In our political environment, it was vague to understand why we could not demand and hold public officials accountable to a fundamental service of delivery the mandate upon which they canvased and were elected, until, i dare say, the regime of President Trump.
We saw in President Trump the likes of a typical African ruler – president, governor, et al, but was restricted from the full expression of his caprices, hitherto, not by protests, advocacy, campaigns, media, freedoms, human rights but by institutions. We can now observe in contrast, how a politician can use (in our case, did use, to begin with, the 1999 Nigerian constitution for example) to lay the foundation of extractions, seeming so difficult to surmount two decades after.
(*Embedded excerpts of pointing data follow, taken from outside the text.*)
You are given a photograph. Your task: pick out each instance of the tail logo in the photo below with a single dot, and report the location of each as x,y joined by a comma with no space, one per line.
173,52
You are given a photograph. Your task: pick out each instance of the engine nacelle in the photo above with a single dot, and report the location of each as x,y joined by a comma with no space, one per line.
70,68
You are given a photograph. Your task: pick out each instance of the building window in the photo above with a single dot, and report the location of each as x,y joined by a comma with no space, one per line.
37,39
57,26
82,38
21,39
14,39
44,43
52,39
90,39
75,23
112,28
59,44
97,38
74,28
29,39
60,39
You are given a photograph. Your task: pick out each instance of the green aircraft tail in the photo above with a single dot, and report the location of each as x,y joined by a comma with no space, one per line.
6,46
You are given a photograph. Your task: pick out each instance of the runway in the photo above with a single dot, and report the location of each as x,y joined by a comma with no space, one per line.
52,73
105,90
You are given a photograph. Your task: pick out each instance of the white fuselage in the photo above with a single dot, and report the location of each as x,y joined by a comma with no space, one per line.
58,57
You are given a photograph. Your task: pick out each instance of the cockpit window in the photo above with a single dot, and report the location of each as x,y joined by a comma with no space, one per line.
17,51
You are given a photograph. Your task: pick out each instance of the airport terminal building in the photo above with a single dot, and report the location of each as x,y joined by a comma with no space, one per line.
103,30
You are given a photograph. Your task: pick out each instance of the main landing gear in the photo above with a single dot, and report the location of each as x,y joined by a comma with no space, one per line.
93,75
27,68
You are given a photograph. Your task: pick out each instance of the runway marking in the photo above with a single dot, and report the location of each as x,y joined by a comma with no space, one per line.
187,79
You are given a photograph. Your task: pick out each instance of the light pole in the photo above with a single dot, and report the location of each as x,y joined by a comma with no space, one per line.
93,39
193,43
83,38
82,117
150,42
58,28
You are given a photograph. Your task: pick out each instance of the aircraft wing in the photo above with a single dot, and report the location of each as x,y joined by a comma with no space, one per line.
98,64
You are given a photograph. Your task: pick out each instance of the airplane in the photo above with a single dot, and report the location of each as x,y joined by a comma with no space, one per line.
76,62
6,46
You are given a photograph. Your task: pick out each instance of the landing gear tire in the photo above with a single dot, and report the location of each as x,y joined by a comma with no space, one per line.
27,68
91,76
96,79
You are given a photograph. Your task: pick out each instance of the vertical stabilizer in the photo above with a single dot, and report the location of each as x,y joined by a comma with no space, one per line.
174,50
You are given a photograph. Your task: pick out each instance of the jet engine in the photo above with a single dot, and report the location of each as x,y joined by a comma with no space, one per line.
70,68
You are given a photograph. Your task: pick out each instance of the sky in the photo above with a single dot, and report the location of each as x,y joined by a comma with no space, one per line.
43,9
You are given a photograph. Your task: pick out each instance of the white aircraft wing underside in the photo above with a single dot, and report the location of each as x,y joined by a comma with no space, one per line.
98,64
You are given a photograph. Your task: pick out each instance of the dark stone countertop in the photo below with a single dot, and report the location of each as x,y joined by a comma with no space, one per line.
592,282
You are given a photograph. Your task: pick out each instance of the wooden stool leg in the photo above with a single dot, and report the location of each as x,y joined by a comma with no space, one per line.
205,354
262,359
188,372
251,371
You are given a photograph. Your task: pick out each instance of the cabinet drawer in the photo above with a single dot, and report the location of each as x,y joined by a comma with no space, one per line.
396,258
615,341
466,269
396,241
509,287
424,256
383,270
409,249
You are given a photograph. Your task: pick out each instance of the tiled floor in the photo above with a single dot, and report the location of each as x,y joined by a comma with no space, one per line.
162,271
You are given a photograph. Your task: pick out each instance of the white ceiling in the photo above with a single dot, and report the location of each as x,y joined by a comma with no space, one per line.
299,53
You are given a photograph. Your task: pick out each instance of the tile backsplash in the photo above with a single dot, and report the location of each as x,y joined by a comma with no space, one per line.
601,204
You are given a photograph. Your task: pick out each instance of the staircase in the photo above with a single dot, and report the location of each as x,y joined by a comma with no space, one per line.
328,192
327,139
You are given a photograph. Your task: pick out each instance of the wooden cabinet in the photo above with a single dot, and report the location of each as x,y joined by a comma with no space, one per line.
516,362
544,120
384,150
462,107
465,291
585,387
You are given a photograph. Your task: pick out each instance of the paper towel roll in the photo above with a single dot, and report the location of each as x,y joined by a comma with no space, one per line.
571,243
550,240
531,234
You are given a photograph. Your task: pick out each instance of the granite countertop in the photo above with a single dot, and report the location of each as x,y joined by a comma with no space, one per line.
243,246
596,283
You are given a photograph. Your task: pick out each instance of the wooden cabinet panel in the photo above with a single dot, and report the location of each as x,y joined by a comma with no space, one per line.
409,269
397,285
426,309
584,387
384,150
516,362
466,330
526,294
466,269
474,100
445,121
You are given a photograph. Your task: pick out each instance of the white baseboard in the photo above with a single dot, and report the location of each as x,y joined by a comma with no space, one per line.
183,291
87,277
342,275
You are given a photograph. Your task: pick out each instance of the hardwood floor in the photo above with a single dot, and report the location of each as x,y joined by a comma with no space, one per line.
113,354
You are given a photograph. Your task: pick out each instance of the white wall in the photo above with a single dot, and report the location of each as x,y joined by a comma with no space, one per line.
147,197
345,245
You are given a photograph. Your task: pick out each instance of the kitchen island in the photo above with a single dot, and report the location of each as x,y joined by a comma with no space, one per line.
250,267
Our political elites know very well, the problems, the solutions, how-to fix it, but their selfish interest and political advantage, supersedes the aspirations to build a country, a nation-state, a truly egalitarian society, where all is able to succeed at their own terms.
What Prof posited is already happening through remote jobs especially in the software industry though not at the scale expected to turn around the economy.
Of recent, we have seen scores of trainees from our Robotics and A1 centre being interviewed by EV firms in US, especially Houston, based on their skills in Robot operating systems( ROS).
I see this happening on a larger scale if Africa is deliberate and serious about deepening its digital infrastructure and high level digital skills especially in the emerging technologies of Robotics and automation, AI, Data science, cloud computing, cyber Security, Nanotechnology etc.
Spot on, but we still need to manufacture , at least what we use. Manufacturing is here to stay cos not everyone will acquire digital skills.
Surprised we have not noticed that import substitution industrial policy ISIP has kept us from being an exporting continent or country Nigeria, hence low percentage participation in global trade.Now it’s so hard to eliminate that policy from our psyche.
Then can we successfully leapfrog into this 4th industrial revolution without groundings in the 2nd and 3rd? Would the foundations be there? Some lessons might be lost on us leading to miscues’ and mistakes.